What Happened When a Canadian City Stopped Evicting Homeless Encampments

As cities across North America grapple with homelessness, one Canadian city has taken a different approach, regulating tent cities instead of banning them in an attempt to solve what one official called “the problem of the decade.”

Andrew Goodsell has called his little orange tent on a lawn in downtown Halifax home for almost a year.

Sitting on a park bench near his makeshift home in late October, the 38-year-old described life in the homeless encampment where he lives with about a dozen other people as “depressing.”

“I wake up in a place I don’t want to be,” Mr. Goodsell said as traffic drove by.

“I’d rather wake up in a place where I could shower and maybe make myself something to eat. But I’ll still get out of bed.

Mr. Goodsell was homeless on and off for ten years.

He once made do with couchsurfing or minimum wage jobs to pay his rent, but with Halifax’s skyrocketing housing costs, he can no longer afford a home.

His camp is one of nine sites chosen by the city as a place where people without shelter can legally camp outdoors. The sites were approved as temporary this summer, but some say a solution is needed while indoor shelters are full.

The policy has been adopted by at least one other municipality., external in Canada and being considered by others, external who are also facing increased homelessness.

This is in stark contrast to other cities in North America where police are violently dismantling homeless encampments. These so-called “street sweeps” have been criticized as cruel and ineffective in addressing the housing crisis.

But they are becoming increasingly popular as homelessness has risen since the pandemic. Since 2021, California has cleared more than 12,000 encampments, and cities like Fresno, California, and Grants Pass, Oregon, have enacted complete bans on camping in public places.

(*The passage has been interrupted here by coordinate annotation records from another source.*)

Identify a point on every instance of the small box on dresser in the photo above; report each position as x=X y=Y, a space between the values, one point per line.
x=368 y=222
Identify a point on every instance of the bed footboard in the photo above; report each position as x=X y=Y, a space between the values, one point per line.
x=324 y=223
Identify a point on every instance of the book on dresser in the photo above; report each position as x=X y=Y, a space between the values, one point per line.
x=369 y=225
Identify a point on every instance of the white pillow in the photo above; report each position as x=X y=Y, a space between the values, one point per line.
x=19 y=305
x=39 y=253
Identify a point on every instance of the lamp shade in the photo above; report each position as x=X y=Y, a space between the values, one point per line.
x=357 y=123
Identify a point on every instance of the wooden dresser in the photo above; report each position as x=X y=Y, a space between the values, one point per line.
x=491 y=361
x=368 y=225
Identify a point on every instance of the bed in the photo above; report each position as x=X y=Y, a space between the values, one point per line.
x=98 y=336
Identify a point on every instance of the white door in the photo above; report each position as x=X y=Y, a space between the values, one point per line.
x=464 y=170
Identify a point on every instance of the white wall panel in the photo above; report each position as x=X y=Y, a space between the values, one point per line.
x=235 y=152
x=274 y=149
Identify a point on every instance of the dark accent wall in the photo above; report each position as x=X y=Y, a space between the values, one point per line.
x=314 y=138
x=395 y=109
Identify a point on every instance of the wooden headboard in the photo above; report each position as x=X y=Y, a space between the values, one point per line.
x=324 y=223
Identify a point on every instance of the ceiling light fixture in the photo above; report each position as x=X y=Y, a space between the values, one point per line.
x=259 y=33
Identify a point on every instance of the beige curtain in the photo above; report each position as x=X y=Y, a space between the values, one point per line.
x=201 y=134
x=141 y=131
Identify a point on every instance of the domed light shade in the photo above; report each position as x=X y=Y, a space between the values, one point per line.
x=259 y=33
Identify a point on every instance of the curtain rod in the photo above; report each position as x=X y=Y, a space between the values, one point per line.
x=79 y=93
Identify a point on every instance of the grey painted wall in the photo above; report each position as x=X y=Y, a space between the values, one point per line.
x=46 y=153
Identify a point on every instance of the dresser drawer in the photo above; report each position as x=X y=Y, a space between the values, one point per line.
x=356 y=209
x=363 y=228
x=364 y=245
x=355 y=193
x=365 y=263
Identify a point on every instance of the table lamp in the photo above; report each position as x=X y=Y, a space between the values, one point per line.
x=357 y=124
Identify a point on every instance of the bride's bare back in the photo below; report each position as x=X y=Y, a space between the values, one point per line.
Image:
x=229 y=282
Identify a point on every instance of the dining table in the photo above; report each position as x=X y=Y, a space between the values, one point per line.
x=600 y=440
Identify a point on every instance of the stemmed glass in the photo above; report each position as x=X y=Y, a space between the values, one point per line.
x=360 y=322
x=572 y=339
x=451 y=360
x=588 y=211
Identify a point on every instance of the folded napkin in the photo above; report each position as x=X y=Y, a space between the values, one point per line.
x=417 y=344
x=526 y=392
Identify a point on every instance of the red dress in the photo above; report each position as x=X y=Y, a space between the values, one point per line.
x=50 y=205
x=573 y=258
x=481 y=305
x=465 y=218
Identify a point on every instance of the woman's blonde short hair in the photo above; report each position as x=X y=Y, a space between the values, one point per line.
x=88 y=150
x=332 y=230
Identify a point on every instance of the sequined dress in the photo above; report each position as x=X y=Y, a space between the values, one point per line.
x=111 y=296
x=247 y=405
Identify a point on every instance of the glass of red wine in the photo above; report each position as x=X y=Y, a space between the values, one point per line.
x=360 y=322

Proponents of a camp ban say camping leads to disorder and that funding should go toward getting people off the streets.

Opponents of Halifax’s approach include some camp residents who say they want resources spent on affordable housing instead.

“Canada is one of the richest and most beautiful countries in the world,” Mr. Goodsell said. “We have so much land, so many resources, but we must be one of the greediest countries.”